As a queer Afghan growing up in Vancouver, finding relatable characters on the screen was rare for film director Alexander Farah. It had long been a dream that he would create the representation that was lacking in film himself, but he never expected he would take home an award for it.
Farah is celebrating One Day This Kid, a short film about Hamed, a young Afghan Canadian boy who is coming to terms with his own sexuality, being announced as winner of the SXSW Grand Jury Prize for Best Narrative Short Film.
He says it is “an incredible honour” to have bagged the award, one which came as a huge surprise despite the “resoundingly warm” reception the film has garnered since it opened to audiences last year.
The 18-minute project, produced by Vancouver-based company Wallop Film and BOLDLY, had its world premiere at the Toronto International Film Festival in September and has been travelling the North American film circuit since.
Praise has rolled in thick and fast, particularly from other queer men of colour who had never before seen themselves represented in such a way, says Farah.
“It’s very moving to hear so many people feel so touched by the film. There’s been these long emails that sort of pour in afterwards, being like, ‘Thank you. I haven’t seen anything quite as nuanced when it comes to queer storytelling,’” he said.
“That feels the most rewarding, hearing that from other queer men, because there’s a lived-in experience there that we can automatically connect to.”

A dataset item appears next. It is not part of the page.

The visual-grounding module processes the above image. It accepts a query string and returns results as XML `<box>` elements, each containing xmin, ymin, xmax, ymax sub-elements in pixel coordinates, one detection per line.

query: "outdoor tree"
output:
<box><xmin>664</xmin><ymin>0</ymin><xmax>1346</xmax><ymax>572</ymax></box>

The film’s inspiration was derived from an artwork Farah stumbled upon around six years ago, Untitled (One Day This Kid...). The piece, by American artist and activist David Wojnarowicz, combines a photograph and text to offer a brief snapshot into the life of a young, queer boy growing up in a society that rejects him.
“It’s a very retrospective snapshot look at this person’s life, how they’re going to be faced with persecution, a loss of civil rights, a loss of freedom, how they’re going to be under surveillance, all of these things that really spoke to me when I first discovered it,” he says.
Farah first came out as queer around eight years ago, and the piece, published in the early 90s, resonated with him in a way he hadn’t experienced before.
“I was like, I know this is a very universally beloved text by a prolific queer artist, so what if I used it as a vehicle to recount my own experiences growing up gay and growing up Afghan, and coming into my own identity?”
Farah applauds the narratives currently trending in film and television that highlight unapologetically queer characters, but says he made a conscious effort to step away from the method while filming so as not to further eclipse the stories of those still battling less positive experiences.
“I’ve been on panels where people want to show queer joy, queer romance, and all of the uplifting, euphoric sort of aspects of being queer, which I’m all for, but I think that it does a disservice to the way that I grew up,” he says.
“The amount of years that I spent in despair and sinking into that heartbreak and that sense of hopelessness, that I wanted to still capture in some ways.”
With such sensitive subject matter and a story so inextricably linked to his own, finding a fitting cast for the film had been one of production’s most challenging aspects, he says.
Attempting to secure a six- or seven-year-old boy in the role of a young, Middle Eastern queer boy, brought “immediate backlash” from all manner of communities. Ultimately, the leading role was given to the nephew of a woman Farah went to school with in Grade 3 – the only other Afghan family that he knew of in the Lower Mainland.
Elyas Rahimi was cast alongside his real-life sister Tahera and their mother Roohafza, resulting in a “special and tender” filming process that Farah says he hopes comes through on the screen.
As for the emotional response that the film may elicit, Farah says he chooses not to describe how he wants his viewers to feel. That, he says, is up to them to decide.
All he hopes, he says, is for audiences to reflect on the nuance that comes with queerness, identity and its relationship to family.
“If someone were to take away any element of those things, I would be quite happy,” he says.